Eminem’s music publisher Eight Mile Style has filed a lawsuit against Spotify, accusing the service of “blatant copyright infringement” in streaming “Lose Yourself” and other Eminem songs.
As explained by The Hollywood Reporter, the suit is tied Spotify’s implementation the Music Modernization Act, which was signed into law last year. Under the MMA, Spotify can obtain a compulsory license to stream a song, but it would still need to file a “notice of intention” and pay rightsholders.
However, Eight Mile says, “Spotify did not have any license to reproduce or distribute the Eight Mile Compositions, either direct, affiliate, or compulsory, but acted deceptively by pretending to have compulsory and/or other licenses.”

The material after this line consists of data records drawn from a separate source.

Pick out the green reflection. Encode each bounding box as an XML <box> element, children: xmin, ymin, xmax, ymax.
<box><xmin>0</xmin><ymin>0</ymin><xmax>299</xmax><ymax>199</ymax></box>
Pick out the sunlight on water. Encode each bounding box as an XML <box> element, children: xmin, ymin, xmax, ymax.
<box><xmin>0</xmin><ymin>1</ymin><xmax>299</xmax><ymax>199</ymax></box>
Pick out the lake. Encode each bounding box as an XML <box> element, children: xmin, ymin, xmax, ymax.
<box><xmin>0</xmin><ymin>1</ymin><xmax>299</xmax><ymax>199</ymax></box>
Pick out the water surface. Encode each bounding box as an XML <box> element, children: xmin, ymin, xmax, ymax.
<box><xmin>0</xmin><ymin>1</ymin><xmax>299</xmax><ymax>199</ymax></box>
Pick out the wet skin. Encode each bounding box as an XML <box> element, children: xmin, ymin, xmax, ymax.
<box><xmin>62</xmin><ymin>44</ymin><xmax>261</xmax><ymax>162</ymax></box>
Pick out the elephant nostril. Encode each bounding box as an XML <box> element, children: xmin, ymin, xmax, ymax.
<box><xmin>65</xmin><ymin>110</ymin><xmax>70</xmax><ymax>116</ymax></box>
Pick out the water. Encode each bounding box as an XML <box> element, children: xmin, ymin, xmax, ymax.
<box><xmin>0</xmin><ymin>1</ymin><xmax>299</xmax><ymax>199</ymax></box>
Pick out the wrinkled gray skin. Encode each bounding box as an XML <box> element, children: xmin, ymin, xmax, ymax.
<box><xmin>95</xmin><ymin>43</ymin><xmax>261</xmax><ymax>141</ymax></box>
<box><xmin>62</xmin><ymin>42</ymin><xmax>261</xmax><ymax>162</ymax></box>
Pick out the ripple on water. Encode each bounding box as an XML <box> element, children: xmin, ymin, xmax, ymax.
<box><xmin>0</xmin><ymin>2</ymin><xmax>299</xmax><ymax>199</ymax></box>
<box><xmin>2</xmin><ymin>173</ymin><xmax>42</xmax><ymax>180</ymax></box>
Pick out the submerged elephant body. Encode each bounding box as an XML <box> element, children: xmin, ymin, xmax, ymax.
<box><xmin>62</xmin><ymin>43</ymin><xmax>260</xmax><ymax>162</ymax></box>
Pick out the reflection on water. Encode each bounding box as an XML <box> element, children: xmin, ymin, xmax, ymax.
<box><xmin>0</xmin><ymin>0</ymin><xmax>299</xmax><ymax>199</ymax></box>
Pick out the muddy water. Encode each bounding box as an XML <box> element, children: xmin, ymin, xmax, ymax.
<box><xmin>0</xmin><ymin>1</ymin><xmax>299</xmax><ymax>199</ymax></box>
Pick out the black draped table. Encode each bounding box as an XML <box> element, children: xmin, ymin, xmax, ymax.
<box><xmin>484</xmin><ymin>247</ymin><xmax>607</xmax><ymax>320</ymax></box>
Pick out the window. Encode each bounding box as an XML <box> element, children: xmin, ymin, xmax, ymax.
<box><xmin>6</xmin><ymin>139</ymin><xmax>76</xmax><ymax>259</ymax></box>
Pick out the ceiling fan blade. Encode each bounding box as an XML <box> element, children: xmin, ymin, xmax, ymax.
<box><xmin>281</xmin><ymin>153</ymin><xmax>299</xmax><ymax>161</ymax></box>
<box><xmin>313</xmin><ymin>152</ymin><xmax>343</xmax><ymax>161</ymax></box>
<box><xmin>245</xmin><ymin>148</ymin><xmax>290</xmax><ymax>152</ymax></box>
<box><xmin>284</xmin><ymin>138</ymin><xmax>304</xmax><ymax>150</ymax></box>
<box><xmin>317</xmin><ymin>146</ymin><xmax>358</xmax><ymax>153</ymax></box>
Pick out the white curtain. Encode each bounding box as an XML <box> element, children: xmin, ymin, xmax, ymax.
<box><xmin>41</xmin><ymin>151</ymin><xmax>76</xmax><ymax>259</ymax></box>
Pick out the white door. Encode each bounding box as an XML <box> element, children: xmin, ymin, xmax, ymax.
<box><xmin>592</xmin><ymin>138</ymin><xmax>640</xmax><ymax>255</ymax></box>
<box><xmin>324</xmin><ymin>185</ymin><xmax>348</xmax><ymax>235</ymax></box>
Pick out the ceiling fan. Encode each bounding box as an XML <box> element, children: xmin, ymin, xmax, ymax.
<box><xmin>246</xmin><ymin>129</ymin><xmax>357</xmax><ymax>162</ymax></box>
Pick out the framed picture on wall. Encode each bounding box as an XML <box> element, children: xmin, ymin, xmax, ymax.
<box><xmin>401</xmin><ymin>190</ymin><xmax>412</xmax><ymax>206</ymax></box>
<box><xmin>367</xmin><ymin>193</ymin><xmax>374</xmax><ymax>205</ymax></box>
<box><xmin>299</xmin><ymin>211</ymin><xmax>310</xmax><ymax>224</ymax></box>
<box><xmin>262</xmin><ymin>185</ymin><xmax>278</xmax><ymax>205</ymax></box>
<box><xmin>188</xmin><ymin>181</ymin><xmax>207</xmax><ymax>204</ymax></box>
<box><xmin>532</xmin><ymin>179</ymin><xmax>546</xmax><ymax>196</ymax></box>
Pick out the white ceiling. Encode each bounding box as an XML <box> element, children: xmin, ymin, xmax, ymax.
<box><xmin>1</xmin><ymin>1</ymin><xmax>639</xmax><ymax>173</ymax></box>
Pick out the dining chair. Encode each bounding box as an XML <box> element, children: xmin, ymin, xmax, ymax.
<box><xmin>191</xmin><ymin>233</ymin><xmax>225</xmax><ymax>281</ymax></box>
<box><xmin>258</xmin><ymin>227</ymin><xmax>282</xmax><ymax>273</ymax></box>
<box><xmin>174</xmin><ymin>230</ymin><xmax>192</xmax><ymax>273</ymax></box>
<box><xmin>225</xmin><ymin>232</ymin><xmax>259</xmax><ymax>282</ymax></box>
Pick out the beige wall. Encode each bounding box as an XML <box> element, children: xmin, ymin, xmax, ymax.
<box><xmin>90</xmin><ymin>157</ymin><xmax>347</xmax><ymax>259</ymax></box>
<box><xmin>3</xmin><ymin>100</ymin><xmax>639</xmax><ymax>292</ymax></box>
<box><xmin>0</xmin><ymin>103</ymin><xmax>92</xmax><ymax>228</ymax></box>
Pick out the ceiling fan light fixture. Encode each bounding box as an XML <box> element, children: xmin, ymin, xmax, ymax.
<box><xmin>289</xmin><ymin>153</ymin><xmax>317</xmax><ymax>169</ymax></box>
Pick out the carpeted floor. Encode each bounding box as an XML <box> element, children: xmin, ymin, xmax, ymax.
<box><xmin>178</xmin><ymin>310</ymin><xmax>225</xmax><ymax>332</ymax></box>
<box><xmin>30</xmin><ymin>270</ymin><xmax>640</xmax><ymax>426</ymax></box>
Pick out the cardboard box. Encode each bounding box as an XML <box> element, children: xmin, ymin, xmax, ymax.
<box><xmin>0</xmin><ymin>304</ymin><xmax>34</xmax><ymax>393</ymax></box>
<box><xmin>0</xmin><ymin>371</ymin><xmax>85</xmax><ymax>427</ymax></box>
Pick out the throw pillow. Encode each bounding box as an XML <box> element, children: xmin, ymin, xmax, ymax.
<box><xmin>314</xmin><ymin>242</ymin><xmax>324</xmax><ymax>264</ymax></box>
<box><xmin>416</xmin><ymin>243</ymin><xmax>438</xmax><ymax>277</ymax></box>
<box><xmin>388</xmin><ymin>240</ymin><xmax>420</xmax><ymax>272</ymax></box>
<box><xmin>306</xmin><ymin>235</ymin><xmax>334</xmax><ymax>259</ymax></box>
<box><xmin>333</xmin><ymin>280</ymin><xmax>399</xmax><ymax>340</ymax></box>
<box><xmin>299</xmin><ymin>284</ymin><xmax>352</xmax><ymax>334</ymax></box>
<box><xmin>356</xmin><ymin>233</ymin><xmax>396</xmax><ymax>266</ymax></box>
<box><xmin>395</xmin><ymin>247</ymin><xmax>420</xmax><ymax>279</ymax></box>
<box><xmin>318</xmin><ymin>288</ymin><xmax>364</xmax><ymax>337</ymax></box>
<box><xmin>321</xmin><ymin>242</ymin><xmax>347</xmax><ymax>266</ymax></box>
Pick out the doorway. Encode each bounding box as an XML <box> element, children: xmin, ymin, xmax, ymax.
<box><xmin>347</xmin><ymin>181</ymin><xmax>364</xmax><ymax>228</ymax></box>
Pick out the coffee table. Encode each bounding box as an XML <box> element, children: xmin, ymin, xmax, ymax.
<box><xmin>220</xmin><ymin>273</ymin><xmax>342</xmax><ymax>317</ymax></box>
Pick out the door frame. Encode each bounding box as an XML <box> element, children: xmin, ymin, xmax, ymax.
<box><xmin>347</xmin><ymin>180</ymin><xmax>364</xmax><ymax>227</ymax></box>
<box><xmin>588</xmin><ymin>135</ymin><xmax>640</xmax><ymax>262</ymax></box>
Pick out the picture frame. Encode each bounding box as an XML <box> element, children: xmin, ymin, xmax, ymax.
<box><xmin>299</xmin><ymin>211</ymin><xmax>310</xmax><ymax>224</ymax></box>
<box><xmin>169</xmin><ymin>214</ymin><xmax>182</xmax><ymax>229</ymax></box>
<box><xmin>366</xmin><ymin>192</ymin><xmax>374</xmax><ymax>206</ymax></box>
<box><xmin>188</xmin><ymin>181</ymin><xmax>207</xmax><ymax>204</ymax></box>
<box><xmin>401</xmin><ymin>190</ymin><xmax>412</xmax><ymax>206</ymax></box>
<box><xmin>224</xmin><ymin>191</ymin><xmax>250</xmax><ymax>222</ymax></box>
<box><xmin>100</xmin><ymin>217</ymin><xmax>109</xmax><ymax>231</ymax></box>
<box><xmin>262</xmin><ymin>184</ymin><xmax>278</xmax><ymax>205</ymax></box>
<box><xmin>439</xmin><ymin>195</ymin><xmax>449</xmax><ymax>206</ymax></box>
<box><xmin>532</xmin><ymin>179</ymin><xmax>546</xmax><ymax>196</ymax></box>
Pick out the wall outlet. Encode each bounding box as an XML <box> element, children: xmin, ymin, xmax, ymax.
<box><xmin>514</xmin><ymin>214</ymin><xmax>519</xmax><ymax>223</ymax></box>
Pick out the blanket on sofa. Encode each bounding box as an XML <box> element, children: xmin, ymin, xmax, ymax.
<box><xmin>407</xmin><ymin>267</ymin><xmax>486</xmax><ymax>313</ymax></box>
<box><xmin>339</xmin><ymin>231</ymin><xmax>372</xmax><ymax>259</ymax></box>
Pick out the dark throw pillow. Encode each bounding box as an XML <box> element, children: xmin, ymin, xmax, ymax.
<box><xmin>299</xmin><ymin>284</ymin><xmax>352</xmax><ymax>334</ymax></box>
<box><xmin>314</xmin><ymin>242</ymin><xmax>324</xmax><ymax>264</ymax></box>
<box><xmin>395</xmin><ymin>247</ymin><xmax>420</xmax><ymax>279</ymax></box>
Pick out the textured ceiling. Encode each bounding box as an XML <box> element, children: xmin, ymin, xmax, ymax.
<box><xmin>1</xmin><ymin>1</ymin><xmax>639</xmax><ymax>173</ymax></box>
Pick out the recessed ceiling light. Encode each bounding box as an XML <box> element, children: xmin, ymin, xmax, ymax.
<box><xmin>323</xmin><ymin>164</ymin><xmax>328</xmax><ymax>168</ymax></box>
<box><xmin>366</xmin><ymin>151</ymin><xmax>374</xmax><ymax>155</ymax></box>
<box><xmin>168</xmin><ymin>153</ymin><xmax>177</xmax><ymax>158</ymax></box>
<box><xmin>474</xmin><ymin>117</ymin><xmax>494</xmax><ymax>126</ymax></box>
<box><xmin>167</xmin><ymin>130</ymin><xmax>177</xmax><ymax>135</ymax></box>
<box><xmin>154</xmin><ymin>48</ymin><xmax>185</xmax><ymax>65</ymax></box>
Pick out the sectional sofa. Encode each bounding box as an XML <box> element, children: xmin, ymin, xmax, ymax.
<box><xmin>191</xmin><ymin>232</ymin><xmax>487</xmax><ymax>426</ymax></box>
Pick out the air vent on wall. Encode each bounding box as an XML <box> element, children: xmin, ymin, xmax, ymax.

For example, the complaint describes the service’s treatment of “Lose Yourself” as “the most egregious example of Spotify’s willful infringement,” saying that Spotify placed the song in the Copyright Control category, which is “reserved for songs for which the copyright owner is not known so the song cannot be licensed.”
Eight Mile then characterizes this position as “absurd”: “Spotify, and [the Harry Fox Agency], its agent … certainly knew (and had the easy means to know) that Eight Mile is the copyright owner of ‘Lose Yourself.’”
In addition, Eight Mile claims that even though the songs in question have been “streamed on Spotify billions of times,” the service has “not accounted to Eight Mile or paid Eight Mile for these streams but instead remitted random payments of some sort, which only purport to account for a fraction of those streams.”
The complaint also takes issue with protections that Spotify might claim under the MMA, saying that if the law limits Spotify’s liability, then it represents “an unconstitutional denial of due process (both procedural and substantive), and an unconstitutional taking of vested property rights.”
This isn’t the first time Eight Mile has challenged digital music platforms: It sued Apple over copyright issues more than a decade ago, and ultimately settled.
In an emailed statement, Eight Mile’s attorney Richard Busch described this as “a very important lawsuit for all songwriters that raises vital issues for those whose songs stream on Spotify or other Digital Music Providers.”
We’ve reached out to Spotify for comment and will update if we hear back.